Baby Yoga perfectly compliments Baby Massage and expands the benefits of touch with those of movement and relaxation. Baby yoga helps caregivers to attune to baby’s needs and to calm or stimulate them as appropriate with a sense of security and wellbeing. It is beneficial for all babies, you don’t need to practice yoga or even know anything about yoga to get started with your baby. From Birth babies respond positively to the stimulation of movement and touch together.

Rachel at BabyChi is a certified Birthlight Baby Yoga instructor and offers Birthlight Baby Yoga Classes in Mahon Point Shopping Centre in Cork.

Birthlight baby yoga offers an all in one practice for parents and babies including massage, holds, stretching, singing and rhymes, game playing and relaxation.Birthlight pioneered what is now known as ‘baby yoga’ as an inclusive set of practices to enhance playful interaction and communication between parent and baby and to promote their healthy development. Birthlight baby yoga offers a comprehensive stimulation of the senses together with movement and rhythm that babies need in order to best integrate experience and learn.

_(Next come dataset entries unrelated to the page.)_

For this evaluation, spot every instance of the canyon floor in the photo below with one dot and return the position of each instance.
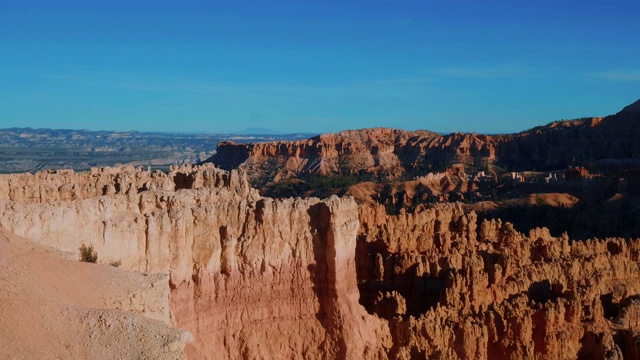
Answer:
(374, 243)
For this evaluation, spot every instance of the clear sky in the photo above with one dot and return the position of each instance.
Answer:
(315, 66)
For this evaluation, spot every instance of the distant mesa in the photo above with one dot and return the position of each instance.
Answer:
(631, 109)
(257, 131)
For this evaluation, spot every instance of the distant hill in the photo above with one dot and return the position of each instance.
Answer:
(392, 153)
(28, 150)
(257, 131)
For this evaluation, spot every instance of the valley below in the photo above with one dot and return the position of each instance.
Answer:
(365, 244)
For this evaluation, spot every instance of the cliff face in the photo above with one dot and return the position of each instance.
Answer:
(249, 276)
(56, 308)
(452, 290)
(254, 277)
(389, 153)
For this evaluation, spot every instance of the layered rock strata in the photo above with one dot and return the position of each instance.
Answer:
(453, 290)
(602, 144)
(249, 276)
(254, 277)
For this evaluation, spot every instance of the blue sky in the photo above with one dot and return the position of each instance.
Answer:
(315, 66)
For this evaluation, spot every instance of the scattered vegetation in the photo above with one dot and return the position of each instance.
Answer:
(88, 254)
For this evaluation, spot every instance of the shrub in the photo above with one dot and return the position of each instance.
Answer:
(87, 254)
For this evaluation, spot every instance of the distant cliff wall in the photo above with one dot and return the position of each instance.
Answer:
(249, 277)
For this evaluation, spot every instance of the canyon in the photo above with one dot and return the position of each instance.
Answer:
(372, 243)
(254, 277)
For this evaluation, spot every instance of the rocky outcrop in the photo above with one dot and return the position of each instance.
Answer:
(249, 276)
(491, 292)
(610, 143)
(56, 308)
(254, 277)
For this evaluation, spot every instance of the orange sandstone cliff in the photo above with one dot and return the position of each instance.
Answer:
(254, 277)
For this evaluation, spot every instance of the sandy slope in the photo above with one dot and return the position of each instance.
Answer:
(52, 308)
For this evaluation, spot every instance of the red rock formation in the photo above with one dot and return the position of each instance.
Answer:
(390, 153)
(250, 277)
(495, 293)
(257, 277)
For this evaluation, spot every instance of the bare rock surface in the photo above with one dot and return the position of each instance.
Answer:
(597, 142)
(254, 277)
(52, 308)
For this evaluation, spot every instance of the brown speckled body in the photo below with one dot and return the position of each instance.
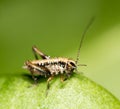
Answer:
(51, 67)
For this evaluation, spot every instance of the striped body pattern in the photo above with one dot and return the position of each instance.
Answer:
(51, 67)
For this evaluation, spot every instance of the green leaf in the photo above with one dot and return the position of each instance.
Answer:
(78, 92)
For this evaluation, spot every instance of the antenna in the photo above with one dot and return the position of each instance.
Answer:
(83, 35)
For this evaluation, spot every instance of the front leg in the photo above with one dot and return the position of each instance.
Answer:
(34, 70)
(37, 51)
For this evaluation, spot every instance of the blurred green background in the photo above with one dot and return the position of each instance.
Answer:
(55, 26)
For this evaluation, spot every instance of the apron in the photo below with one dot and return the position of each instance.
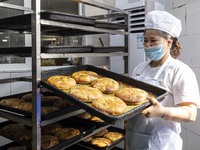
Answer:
(150, 133)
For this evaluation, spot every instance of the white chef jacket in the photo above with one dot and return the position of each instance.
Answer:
(156, 133)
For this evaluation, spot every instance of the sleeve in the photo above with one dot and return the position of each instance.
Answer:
(185, 86)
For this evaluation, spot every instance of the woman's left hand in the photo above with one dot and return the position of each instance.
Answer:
(155, 110)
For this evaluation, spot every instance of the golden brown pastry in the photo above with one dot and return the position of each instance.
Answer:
(24, 135)
(84, 115)
(11, 101)
(12, 129)
(132, 95)
(62, 82)
(62, 104)
(101, 133)
(111, 105)
(84, 76)
(85, 93)
(48, 141)
(106, 85)
(113, 136)
(48, 109)
(67, 133)
(101, 142)
(51, 128)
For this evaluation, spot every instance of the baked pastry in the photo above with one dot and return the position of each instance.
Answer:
(51, 128)
(48, 141)
(101, 133)
(84, 76)
(49, 100)
(106, 85)
(11, 101)
(67, 133)
(132, 95)
(12, 129)
(24, 135)
(111, 105)
(84, 115)
(62, 82)
(88, 139)
(85, 93)
(62, 104)
(96, 119)
(101, 142)
(113, 136)
(48, 109)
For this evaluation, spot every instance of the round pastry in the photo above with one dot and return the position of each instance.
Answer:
(48, 141)
(110, 105)
(85, 93)
(67, 133)
(11, 101)
(48, 109)
(132, 95)
(49, 100)
(24, 135)
(12, 129)
(101, 142)
(96, 119)
(62, 82)
(106, 85)
(62, 104)
(113, 136)
(84, 115)
(88, 139)
(51, 128)
(101, 133)
(84, 76)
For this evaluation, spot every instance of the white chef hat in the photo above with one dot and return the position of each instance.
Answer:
(164, 21)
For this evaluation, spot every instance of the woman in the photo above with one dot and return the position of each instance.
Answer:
(158, 126)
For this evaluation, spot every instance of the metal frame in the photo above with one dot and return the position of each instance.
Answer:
(36, 22)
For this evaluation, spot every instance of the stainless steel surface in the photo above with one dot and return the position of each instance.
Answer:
(45, 56)
(81, 27)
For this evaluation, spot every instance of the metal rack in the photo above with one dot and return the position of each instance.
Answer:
(36, 22)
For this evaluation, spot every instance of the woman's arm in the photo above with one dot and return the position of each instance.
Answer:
(185, 112)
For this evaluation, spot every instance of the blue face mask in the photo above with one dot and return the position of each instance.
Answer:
(154, 52)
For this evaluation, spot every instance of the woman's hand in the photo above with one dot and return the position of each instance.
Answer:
(155, 110)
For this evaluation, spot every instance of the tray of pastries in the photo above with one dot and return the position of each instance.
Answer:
(52, 105)
(105, 94)
(54, 136)
(105, 139)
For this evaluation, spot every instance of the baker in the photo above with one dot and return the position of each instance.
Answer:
(158, 126)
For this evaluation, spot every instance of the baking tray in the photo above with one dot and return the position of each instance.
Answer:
(158, 92)
(43, 116)
(112, 145)
(84, 127)
(109, 49)
(110, 25)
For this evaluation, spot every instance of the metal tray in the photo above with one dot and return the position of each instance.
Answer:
(84, 127)
(110, 25)
(113, 144)
(109, 49)
(158, 92)
(43, 116)
(23, 23)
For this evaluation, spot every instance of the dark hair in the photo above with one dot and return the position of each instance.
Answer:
(176, 46)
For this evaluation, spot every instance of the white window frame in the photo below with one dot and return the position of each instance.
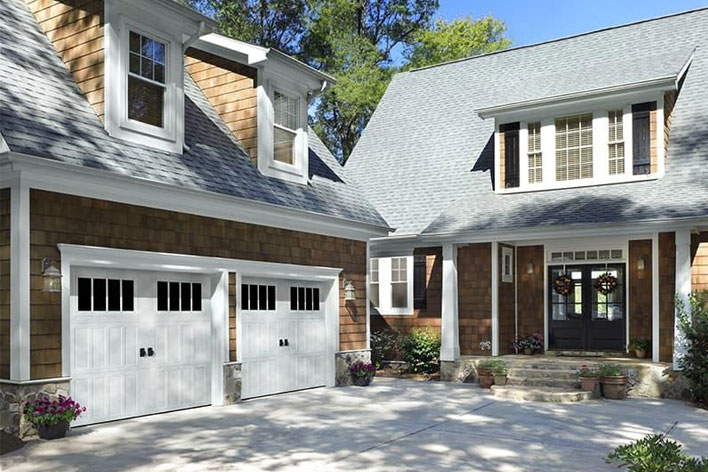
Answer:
(269, 83)
(121, 19)
(385, 289)
(507, 272)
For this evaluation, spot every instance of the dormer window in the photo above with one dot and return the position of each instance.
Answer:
(146, 80)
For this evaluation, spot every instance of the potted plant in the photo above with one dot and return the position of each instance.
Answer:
(485, 371)
(362, 373)
(640, 347)
(499, 372)
(50, 417)
(614, 382)
(588, 378)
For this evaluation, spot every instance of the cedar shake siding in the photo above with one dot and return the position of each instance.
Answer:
(507, 312)
(231, 90)
(5, 283)
(475, 296)
(60, 218)
(667, 292)
(531, 290)
(75, 29)
(640, 290)
(428, 316)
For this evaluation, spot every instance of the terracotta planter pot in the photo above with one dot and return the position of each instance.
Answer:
(499, 379)
(54, 431)
(362, 381)
(614, 388)
(588, 383)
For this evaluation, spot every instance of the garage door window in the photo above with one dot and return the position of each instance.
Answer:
(304, 299)
(105, 295)
(179, 296)
(258, 297)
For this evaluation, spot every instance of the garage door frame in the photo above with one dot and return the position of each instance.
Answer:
(219, 269)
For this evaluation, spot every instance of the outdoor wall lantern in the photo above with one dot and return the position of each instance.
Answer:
(51, 276)
(349, 290)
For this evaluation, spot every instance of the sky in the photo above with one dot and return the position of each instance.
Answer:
(541, 20)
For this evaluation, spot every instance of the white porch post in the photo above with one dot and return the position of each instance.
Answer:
(683, 286)
(495, 298)
(19, 281)
(655, 297)
(449, 330)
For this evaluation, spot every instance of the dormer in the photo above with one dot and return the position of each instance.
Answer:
(263, 96)
(144, 70)
(593, 137)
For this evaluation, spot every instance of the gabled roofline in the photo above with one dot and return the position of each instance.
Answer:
(562, 38)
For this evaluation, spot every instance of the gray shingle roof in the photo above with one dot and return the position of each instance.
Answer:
(43, 113)
(426, 158)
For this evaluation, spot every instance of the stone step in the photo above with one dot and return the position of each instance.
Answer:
(543, 382)
(529, 373)
(540, 394)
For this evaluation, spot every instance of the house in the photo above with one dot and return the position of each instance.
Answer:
(557, 188)
(171, 232)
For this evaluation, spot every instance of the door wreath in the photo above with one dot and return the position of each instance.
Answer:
(563, 285)
(606, 283)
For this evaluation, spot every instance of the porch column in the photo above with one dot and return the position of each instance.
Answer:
(683, 286)
(495, 298)
(450, 328)
(655, 297)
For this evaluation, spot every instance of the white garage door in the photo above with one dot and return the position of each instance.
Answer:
(283, 336)
(140, 342)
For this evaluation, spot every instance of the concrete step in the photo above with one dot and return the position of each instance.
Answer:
(540, 394)
(543, 382)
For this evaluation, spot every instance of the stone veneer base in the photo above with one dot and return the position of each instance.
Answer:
(344, 359)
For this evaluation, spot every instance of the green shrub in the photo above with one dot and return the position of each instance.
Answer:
(384, 346)
(421, 349)
(694, 363)
(656, 453)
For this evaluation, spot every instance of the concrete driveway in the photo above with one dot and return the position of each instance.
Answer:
(394, 425)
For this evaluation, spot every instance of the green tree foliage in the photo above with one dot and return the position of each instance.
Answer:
(460, 38)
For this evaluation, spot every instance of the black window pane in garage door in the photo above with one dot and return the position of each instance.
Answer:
(174, 296)
(128, 295)
(84, 295)
(99, 294)
(186, 296)
(197, 297)
(162, 296)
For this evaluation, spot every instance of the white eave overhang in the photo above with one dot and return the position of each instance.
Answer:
(260, 57)
(669, 82)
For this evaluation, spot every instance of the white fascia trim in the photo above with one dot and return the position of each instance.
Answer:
(104, 185)
(91, 256)
(666, 82)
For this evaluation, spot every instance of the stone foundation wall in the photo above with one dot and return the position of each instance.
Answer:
(232, 383)
(344, 359)
(13, 398)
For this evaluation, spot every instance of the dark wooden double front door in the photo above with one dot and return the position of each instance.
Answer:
(587, 319)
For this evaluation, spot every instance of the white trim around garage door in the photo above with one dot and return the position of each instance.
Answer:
(88, 256)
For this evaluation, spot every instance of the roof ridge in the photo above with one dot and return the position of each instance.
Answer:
(563, 38)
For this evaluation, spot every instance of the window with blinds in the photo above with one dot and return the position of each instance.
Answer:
(616, 142)
(534, 153)
(574, 147)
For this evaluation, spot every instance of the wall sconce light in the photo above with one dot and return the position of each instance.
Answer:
(349, 290)
(640, 263)
(51, 276)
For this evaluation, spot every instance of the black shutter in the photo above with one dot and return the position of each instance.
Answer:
(511, 154)
(641, 138)
(419, 282)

Birthlight Babies learn lots of shortcuts to ease their transition to developmental milestones (rolling sitting crawling standing walking), but mostly because this is done through loving interaction and fun, it helps their brain to grow lots of happy neuron networks at the time of most intense growth in human life.

(Francoise Freedman)

Baby Yoga includes a wide range of different practices that can be combined to suit the needs of each baby or toddler through their individual development including:

  • Gentle body strokes
  • Yoga moves adapted to babies (mini twists, mini stretches, upper and lower body movements, diagonal movements) These moves have been transmitted though generations in India for at least 2000 years
  • A blend of postnatal yoga and baby yoga for new mothers
  • Playful moves with rhymes
  • Joint parent/baby relaxation (walking relaxation, instant relaxation, relaxation to sleep, feeding relaxation)
  • Transitional practices (head control, sitting, crawling, standing, early steps, first jumps and balances)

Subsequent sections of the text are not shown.